10986. Abdullah (b. Mes'ud) der ki: İçki yasağı inince Yahudiler "Daha evvel ölen kardeşleriniz de içki içmiyorlar mıydı?" dediler. Bunun üzerine Yüce Allah: "Iman edip salih amel işleyenlere daha önceleri tatmış olduklarından dolayı bir sorumluluk yoktur''[Maide, 93] ayetini indirdi. Allah Resulü (Sallallahu aleyhi ve Sellem) buyurdu ki: "Bana ‘‘Sen de onlardansın’‘ denildi. ''

 

*Ben derim ki: Hadisin bir kısmı, Sahıh'de geçmiştir.

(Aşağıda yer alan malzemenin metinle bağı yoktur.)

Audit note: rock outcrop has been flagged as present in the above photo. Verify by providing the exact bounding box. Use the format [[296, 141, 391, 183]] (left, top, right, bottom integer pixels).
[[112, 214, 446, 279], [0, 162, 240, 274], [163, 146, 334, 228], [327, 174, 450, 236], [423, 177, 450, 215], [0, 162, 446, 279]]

Bu şekliyle ise onu Taberani rivayet etmiş olup ravileri, güvenilir kimselerdir.

 

 

 

10987. Abdullah b. Amr der ki: Kur'an'da geçen "Ey inananlar! Içki, kumar, putlar ve falokları, şüphesiz şeytan işi pisliklerdir, bunlardan kaçının ki kurtuluşa eresiniz"[Maide, 90,91] ayeti, Tevrat'ta da geçmiştir: "Yüce Allah, batılı yok etmek için hakkı indirdi. Bu hak ile oyunu (kumarı), tamburu (ud), defleri, raksı (dans), çalgı aletlerini, (oyun) değneklerini ve şiiri kaldırdı. Rabbim şuna yemin etti ki: Ben içkiyi haram kıldıktan sonra bir kulonu içerse, kıyamet günü kesinlikle onu susuz bırakırım. Yine ben yasakladıktan sonra bir kul içki içmekten vazgeçerse, ona da Kudüs haziresinden (su) içiririm."

 

*Bunu Taberanı, "Şüphesiz biz seni şahit olarak gönderdik"[Ahzab, 45; Fetih, 8]  ayeti ile ilgili sahih bir hadisin sonunda rivayet etmiş olup ravileri, Sahih'in ravileridir.

 

 

 

*****************************

Yüce Allah'ın "Siz Doğru Yolda Olunca Sapan Kimse Size Zarar Veremez" Ayeti [Maide, 105]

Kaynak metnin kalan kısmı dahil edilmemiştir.